As summer approaches, the people of Lake Charles will need to invest in sunscreen to reduce the risk of sunburns and skin cancer. It is likely that one man was similarly trying to avoid sun damage when he applied an aerosol sunscreen from Banana Boat recently. Instead, he ended up with second-degree burns on his back, chest and ear after the sunscreen caught fire when he approached his grill.
Though the man is not filing a dangerous products lawsuit, if a Louisiana resident becomes similarly injured by an aerosol sunscreen, he or she may be able to sue the sunscreen’s manufacturer. If a product doesn’t indicate that it could be potentially dangerous, or in this case flammable, a consumer who is injured may have a products liability claim and should seek the assistance of a lawyer who can explain what legal options are available.
The man who caught fire says that he had sprayed himself with his sunscreen away from the grill, as the label said that the sunscreen could be flammable if applied near a heat source.
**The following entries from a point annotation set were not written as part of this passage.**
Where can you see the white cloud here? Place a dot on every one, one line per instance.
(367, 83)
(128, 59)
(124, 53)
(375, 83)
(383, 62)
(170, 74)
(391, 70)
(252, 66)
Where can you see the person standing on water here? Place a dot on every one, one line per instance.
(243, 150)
The warning does not, however, warn consumers that the sunscreen could remain flammable while it is drying.
After he got to the grill, the man ignited and he was immediately in extreme pain. He still is recovering over ten days after this dangerous accident.
Again, this man is choosing not to file a products liability lawsuit against Banana Boat. Rather, he wants others to learn from this horrific incident and wait until the sunscreen is completely dry before approaching any kind of flame.